J’écarte systématiquement les titres annonçant la fin du monde, comme la fin de tous nos maux.
Je privilégie enquêtes, expériences, faits concrets et implications sociales réelles : suppressions de postes, besoin de formation, usages médicaux positifs, par exemple.
Je m’efforce de garder une compréhension des grands principes technologiques du genre LLM, réseaux neuronaux etc., sans rentrer dans les détails. Mais dès que j’ai un doute je vérifie. Wikipedia est souvent un bon point de départ, surtout en anglais.
J’écoute les experts, mais pas n’importe comment.
Ceux qui travaillent pour une entreprise comme Yann Le Cun (Meta) ou Sam Altman (OpenAI) ne méritent qu’une attention discrète. Quelles que soient leurs convictions, ils sont payés pour nous vendre leur marchandise. Les livres de Le Cun méritent d’être lus pour leurs explications, sans oublier les pincettes pour le reste.
Les experts le plus souvent cités sont presque toujours prévisibles. Ils ne peuvent pas avoir de nouvelles façons de penser tous les huit jours. Je les lis une fois sur deux, à peu près.

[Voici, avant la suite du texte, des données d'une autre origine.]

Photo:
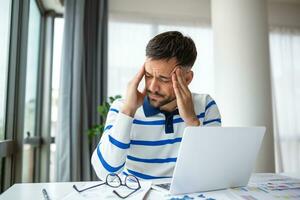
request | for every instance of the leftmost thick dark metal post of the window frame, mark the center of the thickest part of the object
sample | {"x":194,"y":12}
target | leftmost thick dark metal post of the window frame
{"x":15,"y":93}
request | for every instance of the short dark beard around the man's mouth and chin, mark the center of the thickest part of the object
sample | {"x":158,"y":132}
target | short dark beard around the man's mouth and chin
{"x":160,"y":99}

J’accorde de plus en plus de place aux spécialistes des neurosciences. Pour mieux comprendre l’intelligence « artificielle » nous avons intérêt à en savoir plus sur le fonctionnement de la notre dont on découvre de nouveaux secrets tous les jours.
Dans le genre très solide, j’aime bien la newsletter AI Snake Oil de deux chercheurs de Princeton dont le livre de démystification est sur le point de sortir. Lors de la conquête de l'ouest américain la Snake oil, vendue au départ par les chinois a fini - comme quoi ça dégénère toujours - par désigner les vendeurs de camelote médicale. Le terme désigne aujourd'hui le marketing frauduleux.